To that end, Republican Gov. Frank Murkowski announced in late October that the state would be sending oil companies, including BP, ConocoPhillips and ExxonMobil, a proposal to share ownership of the pipeline between the companies and the state — thus lowering the cost and risk for the companies. Once the companies and the governor’s office agree to terms, the state legislature will have final approval.

Although an exact route has yet to be chosen for the pipeline, it would likely follow the existing oil Trans-Alaska Pipeline System at least part of the way through the state, says Rhea DoBosh with the Joint Pipeline Office in Anchorage, a state and federal coalition of agencies. Virtually all of the pipeline would be underground and remotely operated, she says. While the government and companies have been negotiating, the Joint Pipeline Office has been working on right-of-way permits for the pipeline to be laid. “Right now, we’re making sure that the climate is conducive to progress,” DoBosh says, so that when a decision is made to go forward, they’ll be ready to build.
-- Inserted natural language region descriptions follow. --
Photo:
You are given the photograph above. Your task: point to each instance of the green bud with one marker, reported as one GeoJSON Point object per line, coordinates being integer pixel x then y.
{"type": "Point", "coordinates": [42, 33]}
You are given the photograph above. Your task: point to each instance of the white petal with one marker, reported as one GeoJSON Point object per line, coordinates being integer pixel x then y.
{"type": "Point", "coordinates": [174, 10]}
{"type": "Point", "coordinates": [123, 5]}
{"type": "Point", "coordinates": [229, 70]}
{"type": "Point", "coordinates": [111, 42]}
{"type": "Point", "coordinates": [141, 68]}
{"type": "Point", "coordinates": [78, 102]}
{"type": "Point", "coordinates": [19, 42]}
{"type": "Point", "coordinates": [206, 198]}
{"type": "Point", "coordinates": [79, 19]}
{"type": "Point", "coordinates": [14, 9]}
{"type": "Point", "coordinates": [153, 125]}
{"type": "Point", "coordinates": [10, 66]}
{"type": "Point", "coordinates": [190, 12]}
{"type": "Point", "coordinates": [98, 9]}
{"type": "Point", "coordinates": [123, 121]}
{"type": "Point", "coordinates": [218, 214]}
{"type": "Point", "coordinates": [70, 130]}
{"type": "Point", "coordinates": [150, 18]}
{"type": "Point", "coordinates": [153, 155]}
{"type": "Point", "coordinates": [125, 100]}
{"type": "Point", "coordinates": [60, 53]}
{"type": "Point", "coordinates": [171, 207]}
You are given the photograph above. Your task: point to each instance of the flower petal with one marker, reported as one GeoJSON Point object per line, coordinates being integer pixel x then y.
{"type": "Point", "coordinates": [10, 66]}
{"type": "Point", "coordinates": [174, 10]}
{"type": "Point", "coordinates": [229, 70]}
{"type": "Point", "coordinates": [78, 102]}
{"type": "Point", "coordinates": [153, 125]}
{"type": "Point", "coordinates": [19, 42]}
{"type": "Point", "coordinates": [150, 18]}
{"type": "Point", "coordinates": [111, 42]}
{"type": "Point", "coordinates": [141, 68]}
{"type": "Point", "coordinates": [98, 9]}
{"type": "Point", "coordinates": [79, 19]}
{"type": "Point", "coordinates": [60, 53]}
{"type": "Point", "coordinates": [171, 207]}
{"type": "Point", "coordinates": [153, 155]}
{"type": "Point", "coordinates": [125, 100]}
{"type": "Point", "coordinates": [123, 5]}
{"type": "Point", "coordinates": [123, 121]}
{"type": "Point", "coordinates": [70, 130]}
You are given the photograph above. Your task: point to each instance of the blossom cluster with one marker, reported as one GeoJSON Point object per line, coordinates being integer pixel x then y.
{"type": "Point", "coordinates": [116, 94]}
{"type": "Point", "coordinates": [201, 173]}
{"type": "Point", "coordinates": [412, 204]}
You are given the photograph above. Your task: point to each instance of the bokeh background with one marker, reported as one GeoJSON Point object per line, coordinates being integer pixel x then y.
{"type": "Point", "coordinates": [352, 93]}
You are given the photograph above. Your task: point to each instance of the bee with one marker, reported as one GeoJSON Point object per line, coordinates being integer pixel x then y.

The reality, MacDowell says, is that even once the engineering phase begins on the pipeline, it will take close to 10 years before any gas can actually begin flowing. Thus, the building of the pipeline and bringing this “stranded” gas to market “will definitely help our energy situation, but not immediately,” says Bob Moran with the American Petroleum Institute in Washington, D.C. “It is a good first step,” he says, but “we also need conservation and efficiency, to diversify our energy supply sources and to increase domestic natural gas production.”